This project provides a containerized, offline-capable LLM API using Ollama. It automatically pulls and serves a chosen model on first run and exposes a simple REST API for interaction. Designed to be portable and ready for homelab or production environments.
- Fully offline after initial model pull
- Configurable model selection (
llama3
,mistral
,phi3
, etc.) - Dockerized for consistent deployment
- Health checks and persistent model storage
- Simple REST API powered by FastAPI
- Docker
- Docker Compose
git clone https://github.com/yourusername/ollama-offline-agent.git
cd ollama-offline-agent
docker compose up --build
On first run, the container will:
- Start the Ollama daemon.
- Pull the specified model if it is not already cached.
- Launch the API server on port 8000.
Subsequent runs will skip the model pull if the model is already present.

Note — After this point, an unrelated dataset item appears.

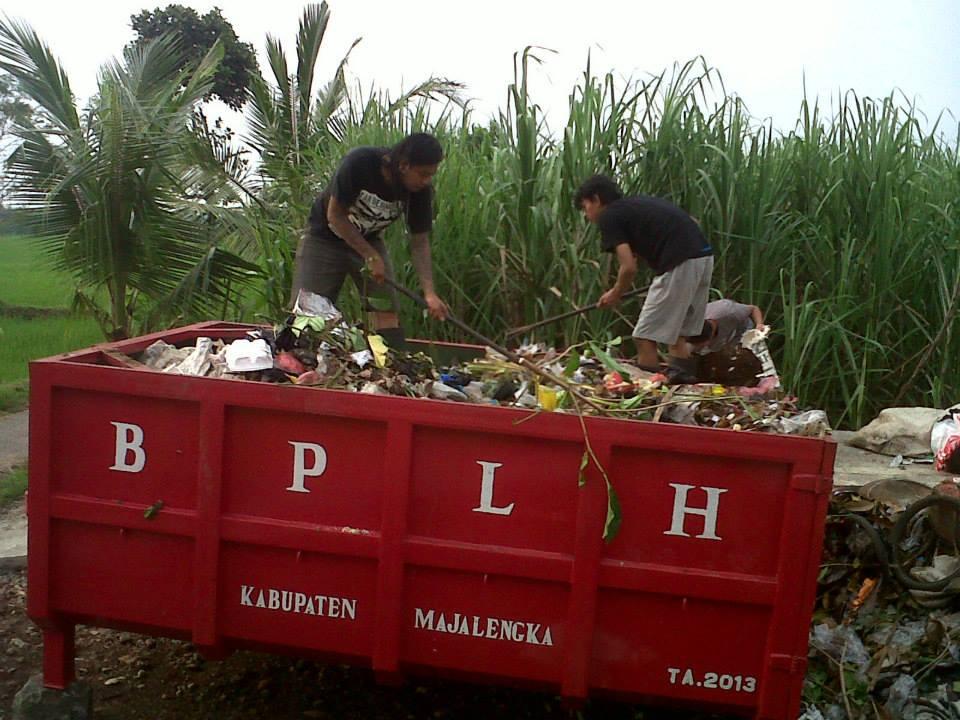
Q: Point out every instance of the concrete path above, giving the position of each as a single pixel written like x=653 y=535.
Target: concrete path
x=13 y=518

The default model is llama3
. To change it, edit docker-compose.yml
:
environment:
- OLLAMA_MODEL=mistral
Rebuild the container to apply changes:
docker compose up --build
GET /
Response:
{
"message": "Ollama Offline Agent is running."
}
POST /ask
Content-Type: application/json
Body:
{
"prompt": "What is the capital of France?"
}
Response:
{
"prompt": "What is the capital of France?",
"response": "The capital of France is Paris."
}
The Docker volume models
ensures that downloaded models persist across container rebuilds.
The container includes a Docker healthcheck that monitors the API’s availability.
This project is licensed under the MIT License. See LICENSE for details.